Unfortunately, Holtzlander was unable to ever drive the car. He got sick and passed away soon after it was built, but his grandson, Corey Holtzlander, has made good use of the ride.
Corey Holtzlander won the NASCAR Whelen All-American Series Division IV national championship after driving his grandfather’s 4-cylinder car at Berlin, a 0.4375-mile asphalt oval track in Grand Rapids, Michigan. The younger Holtzlander still runs with his grandfather’s No. 20 on the roof of the car, and he carries a picture of his grandfather inside with him during races.
“It has a lot of sentimental value,” Holtzlander said.
This was Holtzlander’s fifth season driving the car, and definitely his most successful. He picked up 11 wins and 19 top-5 finishes in 23 races at Berlin, winning the national championship by 12 points over Kingsport Speedway’s Keith Helton.
In a crowded field at Berlin – four of the top six Division IV national finishers came from the Michigan track – Holtzlander also won a track championship, besting second place by 139 points.
“To tell you the truth I don’t think it’s quite set in yet,” Holtzlander said. “It’s obviously my first national championship. I’m very happy to say I have won a national championship now. It probably won’t set in until I get down to North Carolina and receive something that says I won the championship.”
Holtzlander, 27, from Grant, Michigan, raced for the first time in 2007 against his grandfather on a dirt track in Michigan. That was always supposed to just be a one-year deal, and he gave up the sport until five years ago when his dad bought his current 4-cylinder.

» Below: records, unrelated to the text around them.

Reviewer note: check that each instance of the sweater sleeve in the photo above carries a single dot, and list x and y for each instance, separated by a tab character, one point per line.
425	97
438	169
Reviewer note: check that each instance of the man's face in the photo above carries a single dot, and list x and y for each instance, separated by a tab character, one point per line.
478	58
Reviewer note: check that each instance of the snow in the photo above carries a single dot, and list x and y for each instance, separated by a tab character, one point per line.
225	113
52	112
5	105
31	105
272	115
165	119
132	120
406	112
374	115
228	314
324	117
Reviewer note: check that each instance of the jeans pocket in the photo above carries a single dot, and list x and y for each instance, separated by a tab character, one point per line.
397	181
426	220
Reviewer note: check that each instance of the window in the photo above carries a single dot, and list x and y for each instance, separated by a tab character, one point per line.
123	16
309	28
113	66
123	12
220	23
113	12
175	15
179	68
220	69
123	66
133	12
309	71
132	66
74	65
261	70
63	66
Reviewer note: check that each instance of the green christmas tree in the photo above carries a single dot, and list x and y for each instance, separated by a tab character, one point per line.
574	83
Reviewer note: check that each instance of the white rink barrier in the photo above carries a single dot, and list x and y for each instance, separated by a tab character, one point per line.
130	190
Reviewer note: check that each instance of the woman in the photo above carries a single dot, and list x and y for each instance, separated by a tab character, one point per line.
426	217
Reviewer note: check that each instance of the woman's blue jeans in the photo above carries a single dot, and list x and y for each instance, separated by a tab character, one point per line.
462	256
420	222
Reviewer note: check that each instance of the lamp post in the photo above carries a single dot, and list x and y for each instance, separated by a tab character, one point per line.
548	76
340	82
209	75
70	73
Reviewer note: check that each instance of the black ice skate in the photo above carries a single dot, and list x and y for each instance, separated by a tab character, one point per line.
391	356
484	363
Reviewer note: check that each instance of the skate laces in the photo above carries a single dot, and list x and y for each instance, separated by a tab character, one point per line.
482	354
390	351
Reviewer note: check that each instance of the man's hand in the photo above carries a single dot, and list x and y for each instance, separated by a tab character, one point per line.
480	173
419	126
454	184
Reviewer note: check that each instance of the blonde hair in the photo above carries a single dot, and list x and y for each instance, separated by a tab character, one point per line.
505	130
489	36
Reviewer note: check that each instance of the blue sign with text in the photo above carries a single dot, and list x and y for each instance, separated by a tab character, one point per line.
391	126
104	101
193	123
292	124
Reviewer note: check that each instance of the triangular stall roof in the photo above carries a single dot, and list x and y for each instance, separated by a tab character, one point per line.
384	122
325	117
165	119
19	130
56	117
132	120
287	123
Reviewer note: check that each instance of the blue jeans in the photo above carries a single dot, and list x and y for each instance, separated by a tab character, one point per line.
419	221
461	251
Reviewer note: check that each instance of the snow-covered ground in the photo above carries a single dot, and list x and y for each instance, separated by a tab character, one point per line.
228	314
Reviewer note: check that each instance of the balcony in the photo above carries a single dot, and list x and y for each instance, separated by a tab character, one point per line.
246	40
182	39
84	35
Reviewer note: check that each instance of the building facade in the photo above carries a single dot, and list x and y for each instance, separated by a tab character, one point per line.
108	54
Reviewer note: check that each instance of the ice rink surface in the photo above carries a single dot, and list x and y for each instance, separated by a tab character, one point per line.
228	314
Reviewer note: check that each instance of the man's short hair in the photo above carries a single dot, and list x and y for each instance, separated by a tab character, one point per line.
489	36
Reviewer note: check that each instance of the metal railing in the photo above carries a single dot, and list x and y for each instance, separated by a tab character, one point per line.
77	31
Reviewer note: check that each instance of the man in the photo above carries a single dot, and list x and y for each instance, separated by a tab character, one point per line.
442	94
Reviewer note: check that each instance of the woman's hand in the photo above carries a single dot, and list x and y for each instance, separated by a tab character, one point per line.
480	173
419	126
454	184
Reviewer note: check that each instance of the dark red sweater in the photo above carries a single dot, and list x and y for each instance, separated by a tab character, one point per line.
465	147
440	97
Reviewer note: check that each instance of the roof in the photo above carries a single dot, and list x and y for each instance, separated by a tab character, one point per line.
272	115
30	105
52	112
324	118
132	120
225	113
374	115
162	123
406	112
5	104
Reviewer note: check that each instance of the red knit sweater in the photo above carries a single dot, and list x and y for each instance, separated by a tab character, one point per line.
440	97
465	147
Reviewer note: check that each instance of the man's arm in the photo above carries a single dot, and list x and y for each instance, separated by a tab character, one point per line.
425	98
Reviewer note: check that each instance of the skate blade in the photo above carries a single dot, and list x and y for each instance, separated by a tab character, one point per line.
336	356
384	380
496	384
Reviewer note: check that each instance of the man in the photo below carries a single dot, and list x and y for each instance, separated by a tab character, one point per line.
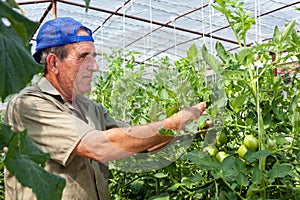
78	133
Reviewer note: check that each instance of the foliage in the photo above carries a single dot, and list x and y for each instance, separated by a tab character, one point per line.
23	158
18	66
248	99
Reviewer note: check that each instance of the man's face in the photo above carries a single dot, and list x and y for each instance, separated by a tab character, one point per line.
76	70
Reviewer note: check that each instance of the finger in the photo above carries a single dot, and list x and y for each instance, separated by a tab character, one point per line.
201	106
209	123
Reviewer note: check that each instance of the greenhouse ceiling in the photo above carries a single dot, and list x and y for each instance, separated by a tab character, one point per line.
159	28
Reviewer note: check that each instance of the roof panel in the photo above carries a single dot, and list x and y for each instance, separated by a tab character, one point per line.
164	27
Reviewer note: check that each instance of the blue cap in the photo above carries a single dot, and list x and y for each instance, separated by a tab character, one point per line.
58	32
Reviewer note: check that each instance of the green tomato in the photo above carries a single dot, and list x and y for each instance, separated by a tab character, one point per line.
271	144
221	138
242	150
221	155
251	142
212	150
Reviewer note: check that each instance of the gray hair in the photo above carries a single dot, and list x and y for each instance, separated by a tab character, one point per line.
60	51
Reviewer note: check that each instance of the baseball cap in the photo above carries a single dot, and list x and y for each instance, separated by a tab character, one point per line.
58	32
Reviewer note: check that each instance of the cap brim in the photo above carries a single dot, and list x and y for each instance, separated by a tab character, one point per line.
37	56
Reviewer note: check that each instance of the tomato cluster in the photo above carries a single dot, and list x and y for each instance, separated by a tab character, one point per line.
250	142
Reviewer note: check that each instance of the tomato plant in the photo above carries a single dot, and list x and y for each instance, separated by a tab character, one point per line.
248	99
251	142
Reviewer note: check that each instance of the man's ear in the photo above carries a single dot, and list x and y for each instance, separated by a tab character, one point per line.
51	63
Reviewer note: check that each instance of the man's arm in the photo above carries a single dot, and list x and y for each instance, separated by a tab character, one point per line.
119	143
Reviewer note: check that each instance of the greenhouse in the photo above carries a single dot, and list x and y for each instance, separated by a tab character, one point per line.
155	60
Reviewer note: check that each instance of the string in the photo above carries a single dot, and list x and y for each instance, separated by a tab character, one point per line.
151	29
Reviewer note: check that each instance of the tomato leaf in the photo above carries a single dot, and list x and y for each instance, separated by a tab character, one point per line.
279	170
202	160
252	156
18	65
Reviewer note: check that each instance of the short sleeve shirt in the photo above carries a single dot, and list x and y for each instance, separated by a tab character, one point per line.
56	128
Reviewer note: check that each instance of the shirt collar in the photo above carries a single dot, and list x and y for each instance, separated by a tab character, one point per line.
47	87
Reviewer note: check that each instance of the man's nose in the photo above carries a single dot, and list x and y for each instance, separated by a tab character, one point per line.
91	63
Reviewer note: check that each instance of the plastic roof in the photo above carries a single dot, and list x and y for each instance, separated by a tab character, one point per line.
159	28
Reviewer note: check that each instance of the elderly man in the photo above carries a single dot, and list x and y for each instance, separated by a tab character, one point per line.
79	134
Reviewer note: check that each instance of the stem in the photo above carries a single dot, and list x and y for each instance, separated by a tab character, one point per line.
228	185
261	135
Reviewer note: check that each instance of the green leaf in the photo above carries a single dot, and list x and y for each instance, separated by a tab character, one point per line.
279	170
222	53
252	156
16	61
23	26
257	175
229	168
160	175
287	31
163	196
238	102
192	52
242	180
212	61
202	160
5	135
166	132
13	4
87	5
24	160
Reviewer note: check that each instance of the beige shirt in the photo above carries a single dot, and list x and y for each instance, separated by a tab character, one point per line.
56	128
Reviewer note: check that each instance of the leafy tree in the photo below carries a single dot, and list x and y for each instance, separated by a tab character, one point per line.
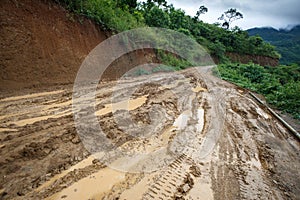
229	16
202	10
131	4
156	17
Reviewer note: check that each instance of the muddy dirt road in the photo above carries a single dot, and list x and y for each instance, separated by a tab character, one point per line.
217	143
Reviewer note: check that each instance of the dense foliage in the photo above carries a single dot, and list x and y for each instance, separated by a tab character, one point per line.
287	42
280	85
117	16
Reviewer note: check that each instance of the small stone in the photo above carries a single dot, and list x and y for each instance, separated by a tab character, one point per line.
186	188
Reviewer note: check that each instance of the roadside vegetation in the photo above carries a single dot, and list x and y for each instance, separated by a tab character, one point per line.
120	15
280	85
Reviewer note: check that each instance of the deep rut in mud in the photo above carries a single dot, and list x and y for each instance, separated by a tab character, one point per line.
224	146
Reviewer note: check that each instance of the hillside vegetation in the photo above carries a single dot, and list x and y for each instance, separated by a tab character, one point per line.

Berlin has been his family’s home track for decades, and Holtzlander remembers going there to watch his grandfather, dad, and uncle race when he was a kid.
After finishing second in the national points a season ago, he went into 2019 planning to just run part-time. That was until he realized about six weeks into the season he was near the top of the national points, so he decided to make another run at the championship.

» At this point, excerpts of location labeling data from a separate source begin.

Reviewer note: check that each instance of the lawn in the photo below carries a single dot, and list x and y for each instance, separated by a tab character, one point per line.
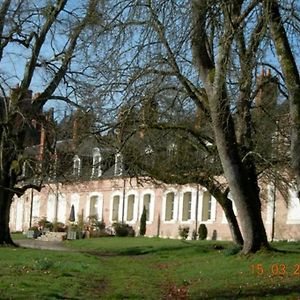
148	268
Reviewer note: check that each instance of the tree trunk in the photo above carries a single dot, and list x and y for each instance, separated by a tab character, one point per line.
292	80
242	183
232	221
5	204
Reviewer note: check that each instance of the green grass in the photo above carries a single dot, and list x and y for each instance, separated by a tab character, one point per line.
148	268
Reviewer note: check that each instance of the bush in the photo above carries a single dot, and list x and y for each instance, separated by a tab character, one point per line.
143	222
202	231
95	224
59	227
184	232
44	223
123	229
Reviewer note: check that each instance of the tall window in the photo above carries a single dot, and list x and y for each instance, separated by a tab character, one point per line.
118	164
96	170
94	206
146	204
293	214
206	206
115	210
76	166
186	206
130	207
170	201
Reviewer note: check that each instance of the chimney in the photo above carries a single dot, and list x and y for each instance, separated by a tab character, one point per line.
42	144
75	134
118	164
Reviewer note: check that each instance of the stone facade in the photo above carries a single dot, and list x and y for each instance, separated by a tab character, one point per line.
169	206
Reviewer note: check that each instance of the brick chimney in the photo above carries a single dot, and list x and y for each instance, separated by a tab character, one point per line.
75	134
42	144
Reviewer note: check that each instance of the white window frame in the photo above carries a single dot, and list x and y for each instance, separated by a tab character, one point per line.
213	208
193	192
224	219
61	208
99	204
293	213
151	206
75	200
36	204
175	208
51	203
96	169
135	206
76	169
120	194
118	164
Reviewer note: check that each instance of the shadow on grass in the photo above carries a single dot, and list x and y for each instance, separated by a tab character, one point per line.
143	250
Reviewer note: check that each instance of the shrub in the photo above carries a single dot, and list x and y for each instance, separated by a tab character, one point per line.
123	229
143	222
43	223
95	224
194	235
202	231
184	232
59	227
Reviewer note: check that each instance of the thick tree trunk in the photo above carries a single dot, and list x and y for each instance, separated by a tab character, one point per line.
5	204
292	80
242	182
232	221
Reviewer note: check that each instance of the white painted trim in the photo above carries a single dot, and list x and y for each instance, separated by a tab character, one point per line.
293	213
175	210
152	204
51	207
135	206
193	204
61	208
75	200
120	194
212	209
99	204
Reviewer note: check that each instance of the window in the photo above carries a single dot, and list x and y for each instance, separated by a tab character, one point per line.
61	208
96	170
75	202
118	164
146	204
130	207
51	208
206	206
35	207
186	206
76	166
115	210
170	202
293	215
94	206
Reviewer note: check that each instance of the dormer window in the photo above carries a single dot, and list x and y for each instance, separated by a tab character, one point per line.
118	164
148	150
96	170
76	166
172	149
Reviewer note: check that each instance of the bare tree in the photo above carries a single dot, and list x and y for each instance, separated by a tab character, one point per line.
162	50
38	42
287	60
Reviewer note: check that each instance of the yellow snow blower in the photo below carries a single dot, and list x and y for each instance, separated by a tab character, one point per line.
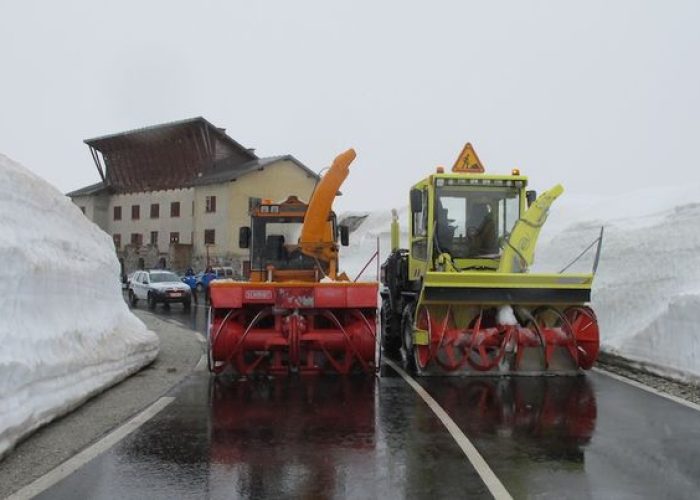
461	298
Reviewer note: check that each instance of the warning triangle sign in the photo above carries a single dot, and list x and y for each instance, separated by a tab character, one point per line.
468	162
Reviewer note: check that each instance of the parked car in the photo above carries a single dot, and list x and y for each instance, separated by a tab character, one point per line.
156	286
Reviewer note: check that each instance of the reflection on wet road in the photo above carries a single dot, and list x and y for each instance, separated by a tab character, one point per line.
335	437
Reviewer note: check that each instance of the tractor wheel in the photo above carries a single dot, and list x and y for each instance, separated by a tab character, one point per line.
407	354
391	330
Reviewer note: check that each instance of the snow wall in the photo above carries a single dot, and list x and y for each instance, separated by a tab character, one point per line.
65	331
646	293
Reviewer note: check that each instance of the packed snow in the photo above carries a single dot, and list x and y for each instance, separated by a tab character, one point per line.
646	292
66	333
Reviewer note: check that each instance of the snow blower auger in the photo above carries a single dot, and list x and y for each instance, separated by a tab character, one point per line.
296	313
461	300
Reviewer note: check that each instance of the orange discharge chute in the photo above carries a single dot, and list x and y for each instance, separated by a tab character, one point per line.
316	238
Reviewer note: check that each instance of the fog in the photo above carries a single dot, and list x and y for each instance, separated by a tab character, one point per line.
600	96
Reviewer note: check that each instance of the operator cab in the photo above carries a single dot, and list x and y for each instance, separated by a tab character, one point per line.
465	216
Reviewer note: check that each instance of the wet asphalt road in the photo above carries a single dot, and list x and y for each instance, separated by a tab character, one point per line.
334	437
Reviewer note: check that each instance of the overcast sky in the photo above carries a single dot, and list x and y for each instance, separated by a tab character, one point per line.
600	96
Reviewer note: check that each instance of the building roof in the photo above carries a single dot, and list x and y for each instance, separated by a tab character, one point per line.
108	142
226	171
165	156
223	171
92	189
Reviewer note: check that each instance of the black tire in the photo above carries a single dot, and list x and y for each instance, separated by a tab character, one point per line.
407	355
391	330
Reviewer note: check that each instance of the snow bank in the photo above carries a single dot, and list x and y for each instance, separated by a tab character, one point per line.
647	290
66	333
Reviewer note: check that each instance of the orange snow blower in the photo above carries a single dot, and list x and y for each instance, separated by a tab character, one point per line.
297	312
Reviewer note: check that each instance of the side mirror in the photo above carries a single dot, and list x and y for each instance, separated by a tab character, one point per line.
531	197
244	237
344	235
416	201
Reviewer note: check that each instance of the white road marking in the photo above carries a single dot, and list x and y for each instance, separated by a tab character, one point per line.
77	461
482	468
639	385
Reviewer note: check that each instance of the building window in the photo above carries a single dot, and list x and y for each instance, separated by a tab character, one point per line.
209	237
253	203
210	204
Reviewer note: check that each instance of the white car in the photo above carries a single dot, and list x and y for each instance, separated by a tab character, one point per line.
156	286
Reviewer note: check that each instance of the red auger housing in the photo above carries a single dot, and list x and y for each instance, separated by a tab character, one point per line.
297	313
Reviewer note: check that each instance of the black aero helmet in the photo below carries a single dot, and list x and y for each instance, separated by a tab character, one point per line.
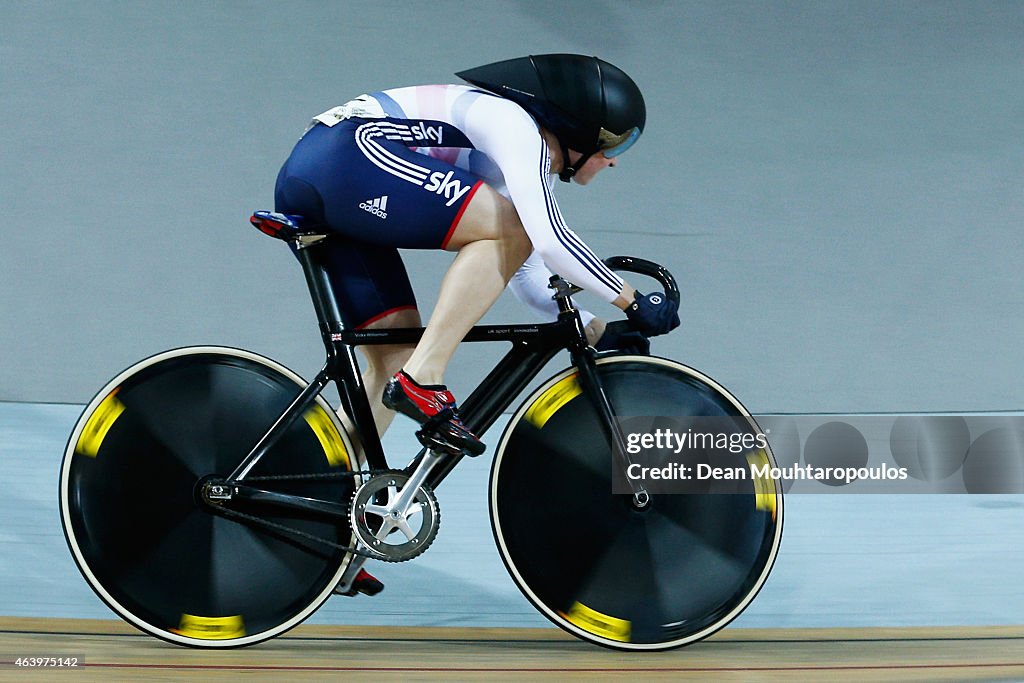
589	104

“I didn’t pay too much attention to it because I knew it would distract me from my driving on the track so I tried not to pay too much attention to it,” Holtzlander said. “My mom and dad and brothers were the ones paying attention to what was going on.
“I wouldn’t say we did too much of anything different really. Just kind of paying attention to what’s going on. Don’t put the car in a spot I shouldn’t. Just trying to pay more attention to what’s going on on the the track and that sort of thing.”
Wins were not easy to come by at Berlin, especially with so many drivers all going for national points. Holtzlander and the track’s second place finisher, Justin Roelofs, each had wrecks late in the season.
At Berlin, the driver who won the previous race had to start at the back of the field the next race, so moving up to the front was always a challenge.
“All these guys they’ve been very good this year,” Holtzlander said. “Very fast too so it’s been very hard to come from the back to the front.
“It’s been very tough out there.”
The support from home helped Holtzlander stay focused and ready to race each week. He thanked his dad, Dennis Jr., mom, Diana, brothers, Nick Goguen, Dennis III, and Ryan, and fiancee Caryn Munson for providing emotional support, and his sponsors, MSM Blasting, APA Pool League, C-Tech Performance, Bryan Carson for working on the car, and Mike Glance with Star Customs for painting it.
He also thanked Berlin track manager Nick Mezman and race director Nick Rice.
Finally, he thanked his grandpa, whose car made a national title possible.
“It means a whole lot to me. I can’t explain that one enough,” Holtzlander said. “I really wish my grandpa could be here to see it but that’s part of life and that happens. My grandma is still here. She got to see it now. I’m very happy to see that everybody that is here got to celebrate it with us.”